Rinascita Scott non può essere paragonata al maxi-processo di Palermo. Il confronto è improponibile, sia perché il processo di Palermo terminò con la definitiva sconfitta di “Cosa Nostra, sia perché in quel contesto furono condannati tutti i componenti appartenenti alla cupola, a partire da Totò Riina fino ad arrivare a Michele Papa, Pippo Calò, Bernardo Provenzano, i fratelli Ignazio e Antonino Salvo.

Questo naturalmente lo sa anche Nicola Gratteri. A Lamezia, purtroppo, non è stata sconfitta la ‘ndrangheta, ma solo una piccola nervatura della stessa.  Diversa è stata anche la genesi, diversi i risultati e gli imputati condannati alla fine con sentenza definitiva.

Dopo Rinascita Scott la ndrangheta è forte e pervasiva almeno quanto prima se non ancora di più.

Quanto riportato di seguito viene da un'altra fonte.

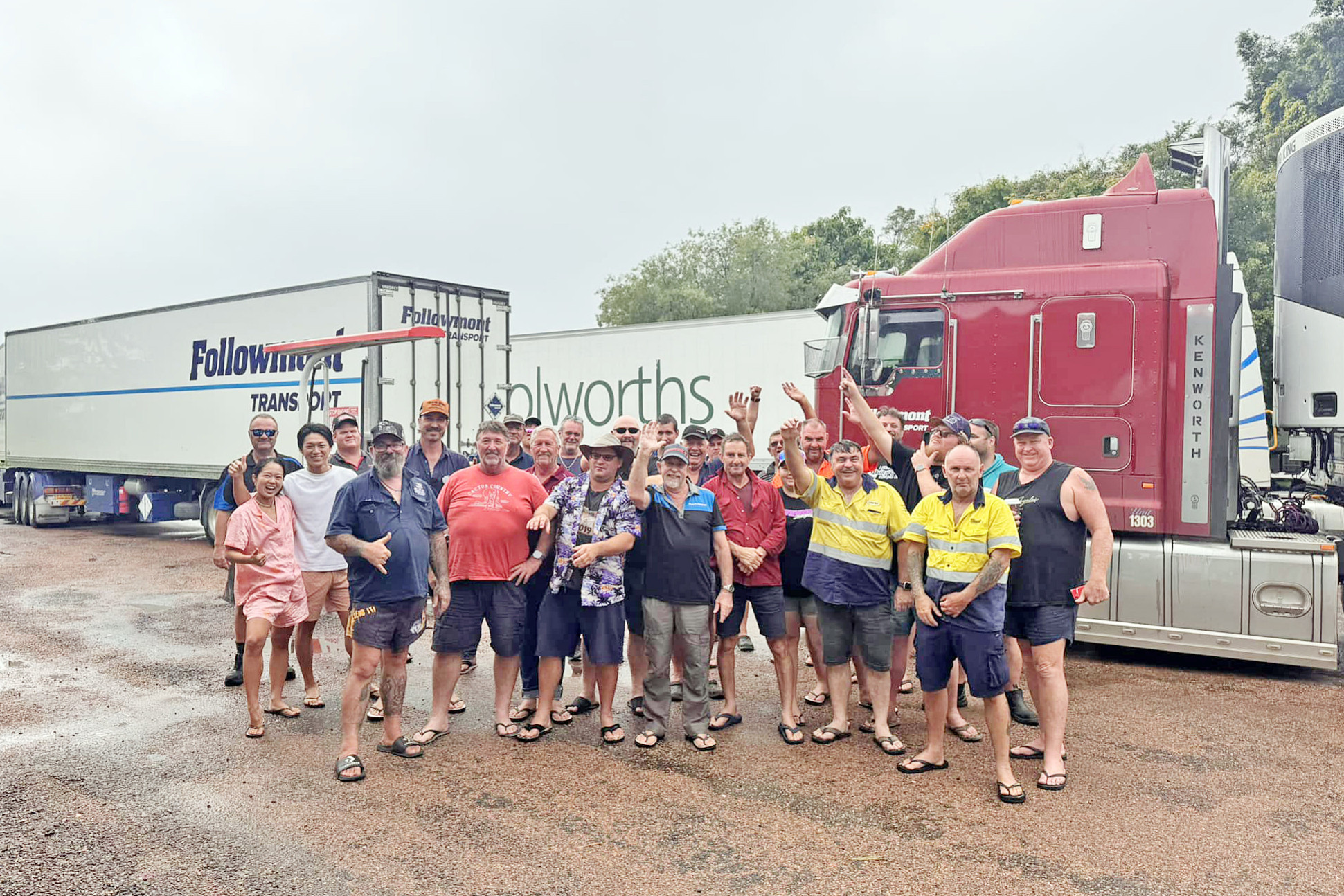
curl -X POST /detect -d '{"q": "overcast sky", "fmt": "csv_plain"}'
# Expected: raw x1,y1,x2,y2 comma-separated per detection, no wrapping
0,0,1311,339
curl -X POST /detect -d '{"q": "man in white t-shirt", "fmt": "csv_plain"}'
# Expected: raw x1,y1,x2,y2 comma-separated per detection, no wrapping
285,423,356,708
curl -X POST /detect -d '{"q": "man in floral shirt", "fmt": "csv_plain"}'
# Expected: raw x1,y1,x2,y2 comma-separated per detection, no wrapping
517,434,640,744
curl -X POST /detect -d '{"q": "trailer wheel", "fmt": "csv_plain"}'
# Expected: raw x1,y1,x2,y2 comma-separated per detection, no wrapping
200,485,219,547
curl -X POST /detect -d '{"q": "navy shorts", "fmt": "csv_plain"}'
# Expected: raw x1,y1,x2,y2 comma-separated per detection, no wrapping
624,566,645,638
915,616,1008,700
1004,603,1078,647
817,599,897,672
536,589,629,666
719,584,784,640
346,598,424,653
434,579,527,658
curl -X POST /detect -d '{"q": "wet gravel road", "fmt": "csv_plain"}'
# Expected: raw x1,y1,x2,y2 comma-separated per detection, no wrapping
0,523,1344,896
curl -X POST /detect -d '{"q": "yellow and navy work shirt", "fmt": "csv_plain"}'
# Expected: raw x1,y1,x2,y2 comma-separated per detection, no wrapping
904,487,1021,631
800,474,910,607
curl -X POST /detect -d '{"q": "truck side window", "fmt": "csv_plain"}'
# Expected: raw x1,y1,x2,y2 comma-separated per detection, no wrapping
847,307,945,386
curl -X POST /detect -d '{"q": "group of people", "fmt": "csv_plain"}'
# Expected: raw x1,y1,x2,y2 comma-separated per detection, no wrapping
217,376,1111,803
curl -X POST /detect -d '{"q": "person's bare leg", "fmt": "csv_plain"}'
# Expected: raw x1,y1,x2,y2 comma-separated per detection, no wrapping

Questo non significa che il processo non sia stato importante, ma soltanto che non ha abbattuto i centri del potere mafioso calabrese. La ‘ndrangheta resta forte e si espande a macchia d’olio in ogni parte del globo.

La Calabria non è la Sicilia e non parlo ovviamente in termini geografici. I calabresi nell'aula bunker di Lamezia non c’erano. A Palermo ci fu la corsa sin dall'alba per assistere al maxi-processo. Si sentiva nell'aria, grazie anche a Giovanni Falcone e Paolo Borsellino, che quel processo avrebbe inferto un colpo mortale a Cosa Nostra.

I calabresi non sono omertosi ma sanno che la ‘ndrangheta è potentissima e in Calabria comanda ancora nei centri nevralgici del potere. Gratteri purtroppo da solo può poco o nulla poiché occorrerebbe una svolta epocale sul piano culturale - simile alla Primavera di Palermo - che accompagnasse e supportasse l’azione dello Stato. Senza il consenso popolare e senza una rivoluzione culturale la magistratura non sconfiggerà mai la ‘ndrangheta.

Il maxi-processo di Palermo fu altra cosa. Erano anni in cui c’era una sfida aperta della mafia che padroneggiava la politica. Falcone e Borsellino firmarono i mandati di cattura per condurre in carcere capimafia abituati fino ad allora alla assoluta impunità.

Giovanni Falcone si espose, rilasciando interviste ai giornali di tutto il mondo, viaggiò all'estero (Stati Uniti, Svizzera), intessendo relazioni solide con polizia e magistratura internazionali. Resta ad oggi il magistrato che sconfisse la mafia attaccandola in uno dei miti più solidi: la sua invincibilità.

Vincenzo Musacchio, criminologo forense, giurista, associato al Rutgers Institute on Anti-Corruption Studies (RIACS) di Newark (USA). È ricercatore indipendente e membro dell’Alta Scuola di Studi Strategici sulla Criminalità Organizzata del Royal United Services Institute di Londra.